Thursday, August 7, 2008

Indian Couple selected For Volunteering Beijing Olympic Games

Beijing: Among the 100,000 volunteers who have been practising their smiles to greet athletes, journalists and spectators during the Beijing Olympic Games, will be the husband-and-wife duo Manish and Monica Chopra. They are the only Indian volunteers to have been selected to serve at the Games. They applied online last year.

They were informed of their selection a few months ago and say they are thrilled to have “fulfilled a dream.”

“I am really not at all athletic,” Ms. Monica said. “So volunteering at the Games is really the closest I can come to them, since neither Manish nor I are ever likely to become athletes!”

The young couple have lived in China for four years. While Mr. Manish works for a U.S. company with sourcing operations in China, Ms. Monica is an English teacher at the Indian embassy school in Beijing.

As with any statistic related to China, the number of those who applied to serve as volunteers for the Games was also outsize: over 1.2 million. Among them were 22,000 foreigners. Finally, 199 were selected.

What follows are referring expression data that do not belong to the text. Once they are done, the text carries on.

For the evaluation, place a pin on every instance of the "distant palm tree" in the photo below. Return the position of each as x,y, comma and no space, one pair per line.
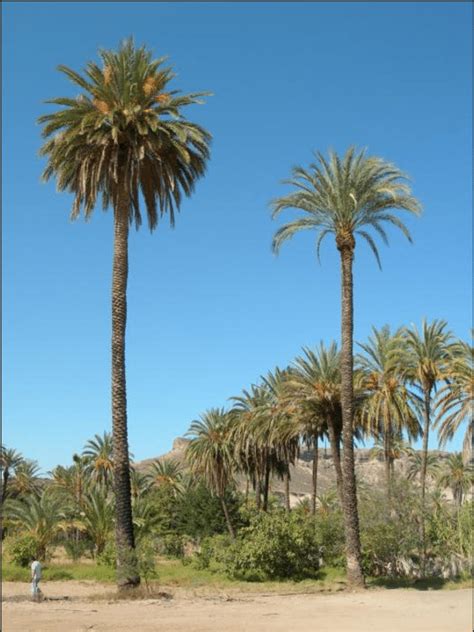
415,464
389,409
97,518
455,400
39,516
26,479
347,197
124,138
210,454
458,476
99,454
315,386
9,460
425,366
167,473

What went in Mr. Manish’s favour is his Chinese language ability. “My Chinese is good enough to even have a fight in.” He has been assigned to help spectators at the Yindong Natatorium, the venue for the pentathlon and water polo events, at the National Olympics Sports Centre of Beijing. He has been going into the venue daily for the past week and will continue the routine till the Games end on August 24. “The first time I entered the venue with my badge and uniform, I felt like I had won the gold medal of my life.”

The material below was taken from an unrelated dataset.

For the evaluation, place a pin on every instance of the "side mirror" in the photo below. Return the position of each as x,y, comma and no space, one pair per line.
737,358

Ms. Monica says putting on her volunteer uniform is a rush. “I get stopped on the subway and on the streets when people see my uniform. They give me the thumbs up sign and encourage me with whatever little English they have.”

Her job is at an Olympics information call centre where she trains Chinese staff in handling questions called in, in English. “We specially try and get them used to different accents and speeds of talking.” The biggest challenge the couple have faced in their endeavour is explaining to friends and family exactly what volunteerism entails. “People think either we are being paid money to volunteer or that we had to pay to get chosen,” she says. The volunteers are provided free transport and food; there is no other remuneration.